WIP

sbernauer · sbernauer · commit 4d5de777b00f · 2023-09-21T10:32:38.000+02:00
diff --git a/modules/contributor/pages/adr/ADR030-reduce-pod-disruptions.adoc b/modules/contributor/pages/adr/ADR030-reduce-pod-disruptions.adoc
@@ -14,7 +14,23 @@ Downtime of products is always bad.
 Kubernetes has a a concepts called https://kubernetes.io/docs/tasks/run-application/configure-pdb/[PodDisruptionBudget] (PDB) to prevent this.
 We want to use this functionary to try to reduce the downtime to an absolute minimum.
 
-*Requirements:*
+== Decision Drivers
+
+* Ease of use and comprehensibility for the user
+** Principle of least surprise
+* Easy implementation (far less important)
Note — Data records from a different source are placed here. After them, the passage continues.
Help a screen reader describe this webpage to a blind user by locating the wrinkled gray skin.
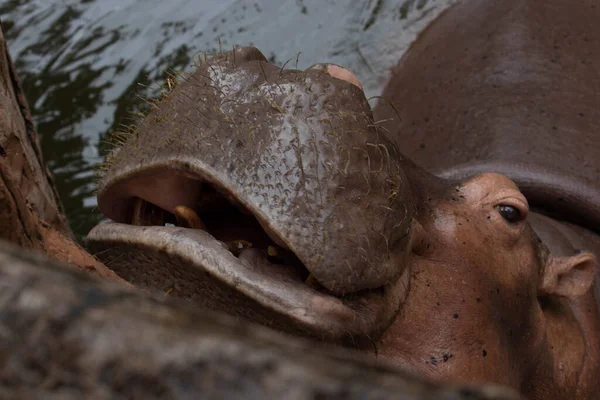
[88,48,412,337]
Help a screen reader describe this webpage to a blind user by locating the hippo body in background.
[88,0,600,399]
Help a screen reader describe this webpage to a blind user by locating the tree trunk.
[0,21,121,280]
[0,21,518,400]
[0,239,518,400]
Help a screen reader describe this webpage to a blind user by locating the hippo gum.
[88,0,600,399]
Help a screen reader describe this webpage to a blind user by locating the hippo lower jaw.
[87,166,409,340]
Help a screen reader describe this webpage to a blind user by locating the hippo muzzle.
[88,48,413,337]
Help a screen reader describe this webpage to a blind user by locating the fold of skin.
[88,0,600,399]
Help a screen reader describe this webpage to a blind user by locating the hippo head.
[88,48,595,396]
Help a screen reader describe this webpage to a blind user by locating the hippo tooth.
[131,198,166,226]
[227,240,252,257]
[173,206,206,231]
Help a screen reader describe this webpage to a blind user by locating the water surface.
[0,0,456,239]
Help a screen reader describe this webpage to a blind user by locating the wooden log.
[0,21,122,281]
[0,239,518,400]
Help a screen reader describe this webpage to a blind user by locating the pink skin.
[328,66,600,399]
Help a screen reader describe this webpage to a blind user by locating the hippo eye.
[496,205,523,224]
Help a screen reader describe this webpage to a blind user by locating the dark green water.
[0,0,453,241]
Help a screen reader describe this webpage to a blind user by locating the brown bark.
[0,243,518,400]
[0,22,125,280]
[0,19,517,400]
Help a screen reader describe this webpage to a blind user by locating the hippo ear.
[540,252,596,298]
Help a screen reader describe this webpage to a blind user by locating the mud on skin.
[88,0,600,399]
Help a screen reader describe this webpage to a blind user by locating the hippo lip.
[87,164,408,338]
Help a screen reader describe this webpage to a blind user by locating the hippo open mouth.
[88,168,408,338]
[88,48,413,338]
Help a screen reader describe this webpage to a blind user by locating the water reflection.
[0,0,454,244]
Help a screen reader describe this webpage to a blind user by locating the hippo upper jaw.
[87,223,409,340]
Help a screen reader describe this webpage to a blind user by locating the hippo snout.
[88,48,413,338]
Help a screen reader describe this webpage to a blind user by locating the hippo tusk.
[173,206,206,231]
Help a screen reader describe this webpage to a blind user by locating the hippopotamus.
[87,0,600,399]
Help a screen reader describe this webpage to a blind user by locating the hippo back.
[375,0,600,233]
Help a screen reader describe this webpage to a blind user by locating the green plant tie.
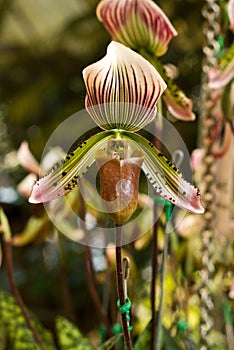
[117,298,133,331]
[153,197,173,222]
[112,323,122,334]
[217,35,224,58]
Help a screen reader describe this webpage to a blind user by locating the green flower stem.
[57,232,76,322]
[155,231,169,350]
[150,203,158,350]
[81,199,112,336]
[115,225,132,350]
[4,238,46,350]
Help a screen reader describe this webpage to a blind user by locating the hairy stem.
[115,225,132,350]
[81,196,112,336]
[156,232,169,350]
[150,204,158,350]
[4,239,46,350]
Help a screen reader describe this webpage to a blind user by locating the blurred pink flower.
[97,0,177,56]
[209,43,234,89]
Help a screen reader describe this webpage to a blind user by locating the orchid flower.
[29,41,204,219]
[96,0,177,56]
[96,0,195,121]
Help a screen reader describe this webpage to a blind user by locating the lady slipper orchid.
[30,42,204,217]
[97,0,195,121]
[97,0,177,56]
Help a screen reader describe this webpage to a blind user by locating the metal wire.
[199,0,220,350]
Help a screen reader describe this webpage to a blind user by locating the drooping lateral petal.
[29,131,113,203]
[17,141,39,175]
[209,43,234,89]
[124,132,204,214]
[97,0,177,56]
[83,41,166,131]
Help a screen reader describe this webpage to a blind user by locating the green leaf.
[123,130,204,214]
[0,291,56,350]
[97,334,122,350]
[56,316,94,350]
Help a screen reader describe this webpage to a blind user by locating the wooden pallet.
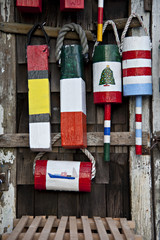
[2,216,142,240]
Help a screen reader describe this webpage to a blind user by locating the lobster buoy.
[56,23,88,148]
[16,0,42,13]
[122,13,152,155]
[93,21,122,161]
[60,0,84,11]
[34,160,92,192]
[27,24,51,151]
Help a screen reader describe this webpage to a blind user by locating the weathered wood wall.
[16,0,130,218]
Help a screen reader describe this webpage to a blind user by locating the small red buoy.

+* Extendable design, so that we can later non-breaking add new functionality, such as giving the chance to configure PDBs on roleGroup level as well.
+
+== Example use-cases
+
+1. As a user I want an HDFS and it (or parts) should not be disturbed by planned pod evictions.
+2. As a user I want to configure maxUnavailable on the role (e.g. datanode) across all rolegroups (e.g. dfs replicas 3 and only a single datanode is allowed to go down - regardless of the number of rolegroups), so that no datanode is a single point of failure.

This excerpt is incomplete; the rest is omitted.